Fed Vice Chair Philip Jefferson and other central bank officials — while underscoring the need to slow inflation in services costs — have flagged the risk of tightening too much.
“We are in a sensitive period of risk management, where we have to balance the risk of not having tightened enough against the risk of being too restrictive,” Jefferson said Monday. “The balancing of these two risks was a good reason for holding the policy rate constant” on Sept. 20.
A rise in the yields for long-term Treasurys since the meeting last month has complemented Fed efforts to raise borrowing costs and corral inflation, several policymakers have recently said.

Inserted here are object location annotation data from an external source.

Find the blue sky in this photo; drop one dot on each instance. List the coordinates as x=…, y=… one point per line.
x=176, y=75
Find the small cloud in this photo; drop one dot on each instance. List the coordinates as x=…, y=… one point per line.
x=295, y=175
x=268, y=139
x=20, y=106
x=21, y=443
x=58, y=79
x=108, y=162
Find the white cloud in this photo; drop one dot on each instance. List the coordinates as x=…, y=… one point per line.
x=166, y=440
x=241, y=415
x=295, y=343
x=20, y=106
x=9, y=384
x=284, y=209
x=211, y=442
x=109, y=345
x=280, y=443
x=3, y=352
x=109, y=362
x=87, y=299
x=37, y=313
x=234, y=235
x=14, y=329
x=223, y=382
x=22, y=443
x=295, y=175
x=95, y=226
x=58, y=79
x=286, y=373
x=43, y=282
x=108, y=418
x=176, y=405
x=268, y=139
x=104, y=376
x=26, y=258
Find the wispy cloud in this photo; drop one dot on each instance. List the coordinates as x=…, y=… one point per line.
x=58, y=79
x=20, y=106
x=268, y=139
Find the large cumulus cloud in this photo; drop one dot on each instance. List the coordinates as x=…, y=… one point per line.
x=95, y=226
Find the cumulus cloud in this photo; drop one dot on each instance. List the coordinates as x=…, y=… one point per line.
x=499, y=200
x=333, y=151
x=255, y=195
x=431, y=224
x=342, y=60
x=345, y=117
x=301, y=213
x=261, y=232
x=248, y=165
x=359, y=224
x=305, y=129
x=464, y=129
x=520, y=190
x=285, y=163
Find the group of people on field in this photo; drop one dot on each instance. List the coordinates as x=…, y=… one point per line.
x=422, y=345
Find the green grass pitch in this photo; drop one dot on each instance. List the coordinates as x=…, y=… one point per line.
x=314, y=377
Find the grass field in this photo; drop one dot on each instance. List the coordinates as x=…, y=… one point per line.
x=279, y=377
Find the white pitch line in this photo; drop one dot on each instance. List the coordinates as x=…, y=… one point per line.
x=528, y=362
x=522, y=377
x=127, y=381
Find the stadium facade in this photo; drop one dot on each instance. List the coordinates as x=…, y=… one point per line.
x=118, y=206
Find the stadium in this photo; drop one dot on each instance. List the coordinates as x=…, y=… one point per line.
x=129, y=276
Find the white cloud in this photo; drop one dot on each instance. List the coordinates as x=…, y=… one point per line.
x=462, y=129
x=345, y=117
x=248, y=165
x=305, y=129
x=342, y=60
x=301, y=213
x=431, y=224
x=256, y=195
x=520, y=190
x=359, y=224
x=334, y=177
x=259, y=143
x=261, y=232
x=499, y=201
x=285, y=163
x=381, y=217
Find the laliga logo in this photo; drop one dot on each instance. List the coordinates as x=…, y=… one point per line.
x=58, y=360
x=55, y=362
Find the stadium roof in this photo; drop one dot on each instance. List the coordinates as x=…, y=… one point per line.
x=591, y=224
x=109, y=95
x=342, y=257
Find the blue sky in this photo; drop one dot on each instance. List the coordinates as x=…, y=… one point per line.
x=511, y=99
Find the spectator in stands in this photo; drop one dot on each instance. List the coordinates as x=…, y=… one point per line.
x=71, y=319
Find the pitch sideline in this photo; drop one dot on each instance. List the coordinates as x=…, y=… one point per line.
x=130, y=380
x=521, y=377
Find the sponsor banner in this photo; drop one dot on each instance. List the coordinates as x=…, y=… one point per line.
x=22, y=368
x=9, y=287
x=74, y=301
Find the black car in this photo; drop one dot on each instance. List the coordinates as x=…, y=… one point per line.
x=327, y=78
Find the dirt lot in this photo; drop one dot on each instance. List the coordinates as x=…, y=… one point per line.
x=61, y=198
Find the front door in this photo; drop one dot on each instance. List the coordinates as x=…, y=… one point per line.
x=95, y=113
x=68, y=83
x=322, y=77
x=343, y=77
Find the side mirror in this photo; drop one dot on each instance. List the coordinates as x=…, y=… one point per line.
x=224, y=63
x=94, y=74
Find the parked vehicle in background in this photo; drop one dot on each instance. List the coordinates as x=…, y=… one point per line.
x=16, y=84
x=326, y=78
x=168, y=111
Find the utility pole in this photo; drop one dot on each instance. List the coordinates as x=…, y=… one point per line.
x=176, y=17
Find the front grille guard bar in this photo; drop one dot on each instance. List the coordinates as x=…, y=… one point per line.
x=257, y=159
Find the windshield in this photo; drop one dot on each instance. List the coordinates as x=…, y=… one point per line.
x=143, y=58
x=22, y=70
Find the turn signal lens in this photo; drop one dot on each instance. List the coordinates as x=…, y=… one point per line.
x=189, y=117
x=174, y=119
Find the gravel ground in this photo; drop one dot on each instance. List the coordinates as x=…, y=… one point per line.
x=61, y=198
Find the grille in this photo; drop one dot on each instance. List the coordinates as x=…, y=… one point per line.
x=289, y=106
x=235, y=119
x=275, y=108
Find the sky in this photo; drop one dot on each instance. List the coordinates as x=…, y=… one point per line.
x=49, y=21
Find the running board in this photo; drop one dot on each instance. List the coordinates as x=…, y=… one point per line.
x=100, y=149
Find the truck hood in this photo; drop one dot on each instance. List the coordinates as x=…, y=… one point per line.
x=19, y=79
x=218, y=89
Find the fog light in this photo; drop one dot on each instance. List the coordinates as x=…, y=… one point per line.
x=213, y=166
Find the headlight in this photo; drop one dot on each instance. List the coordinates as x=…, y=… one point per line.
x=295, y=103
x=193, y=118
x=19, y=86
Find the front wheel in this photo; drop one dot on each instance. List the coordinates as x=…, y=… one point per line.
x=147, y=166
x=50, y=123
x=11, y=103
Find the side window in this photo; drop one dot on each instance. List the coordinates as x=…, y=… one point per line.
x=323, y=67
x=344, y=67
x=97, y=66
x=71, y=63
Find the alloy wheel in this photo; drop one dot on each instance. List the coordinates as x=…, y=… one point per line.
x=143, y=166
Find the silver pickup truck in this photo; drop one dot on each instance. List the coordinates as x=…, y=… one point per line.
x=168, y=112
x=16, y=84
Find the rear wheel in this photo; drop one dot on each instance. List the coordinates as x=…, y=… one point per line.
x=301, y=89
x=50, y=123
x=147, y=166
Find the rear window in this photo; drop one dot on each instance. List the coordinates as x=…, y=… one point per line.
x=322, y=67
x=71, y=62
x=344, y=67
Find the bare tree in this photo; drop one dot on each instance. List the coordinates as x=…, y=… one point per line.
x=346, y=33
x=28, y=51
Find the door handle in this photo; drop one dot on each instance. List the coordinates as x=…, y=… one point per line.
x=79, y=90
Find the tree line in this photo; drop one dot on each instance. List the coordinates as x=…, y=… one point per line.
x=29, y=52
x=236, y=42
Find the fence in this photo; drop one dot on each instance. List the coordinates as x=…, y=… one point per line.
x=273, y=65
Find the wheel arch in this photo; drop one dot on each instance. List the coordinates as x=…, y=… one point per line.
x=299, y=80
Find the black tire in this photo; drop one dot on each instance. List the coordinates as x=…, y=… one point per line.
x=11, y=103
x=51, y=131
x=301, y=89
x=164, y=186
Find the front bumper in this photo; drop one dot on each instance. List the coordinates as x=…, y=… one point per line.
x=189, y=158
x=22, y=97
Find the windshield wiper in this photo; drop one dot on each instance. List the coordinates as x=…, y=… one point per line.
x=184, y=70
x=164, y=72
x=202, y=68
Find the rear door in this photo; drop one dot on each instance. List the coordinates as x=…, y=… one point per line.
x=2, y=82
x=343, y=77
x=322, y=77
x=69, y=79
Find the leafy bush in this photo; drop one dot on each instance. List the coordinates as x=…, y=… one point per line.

“The financial markets are tightening up, and they’re going to do some of the work for us,” Waller said.
Since policymakers met last month, the yield on the 10-year Treasury note has risen about 0.4 percentage points to 4.7%. The yield is the benchmark for corporate bonds, auto loans, mortgages, student loans and other financing.
Policymakers “may now want to extend the pause to [their scheduled meeting in] December, given the recent increase in long term rates,” Sonola said.
Fed officials during their September meeting differed over whether they should further increase borrowing costs later this year. They have pushed up the federal funds rate since March 2022 from near zero to a range between 5.25% and 5.5%, a 22-year high.
After the release of the inflation report on Thursday, traders in interest rate futures reduced the odds that the Fed will not raise the benchmark rate again this year to 66% from 72% on Wednesday, according to the CME FedWatch Tool.
Minutes from the meeting of policymakers, released Wednesday, supported bets that the Fed will tighten further.
“Most participants continued to see upside risks to inflation,” the minutes said.
Fed officials cited “the imbalance of aggregate demand and supply persisted longer than expected, as well as risks emanating from global oil markets, the potential for upside shocks to food prices, the effects of a strong housing market on shelter inflation and the potential for more limited declines in goods prices,” according to the minutes.
The news on inflation in September was not all bad. Prices for commodities excluding food and energy commodities fell 0.4%, led by declines in used vehicles and apparel of 2.5% and 0.8%, respectively.
Also, the annualized rate for core CPI fell from 4.4% in August to 4.1%, the lowest level in two years. Headline CPI, which includes food and energy, rose 0.4% in September compared with 0.6% in August.
“The bigger picture is that the trend is still quite encouraging, but the fight continues,” Sonola said.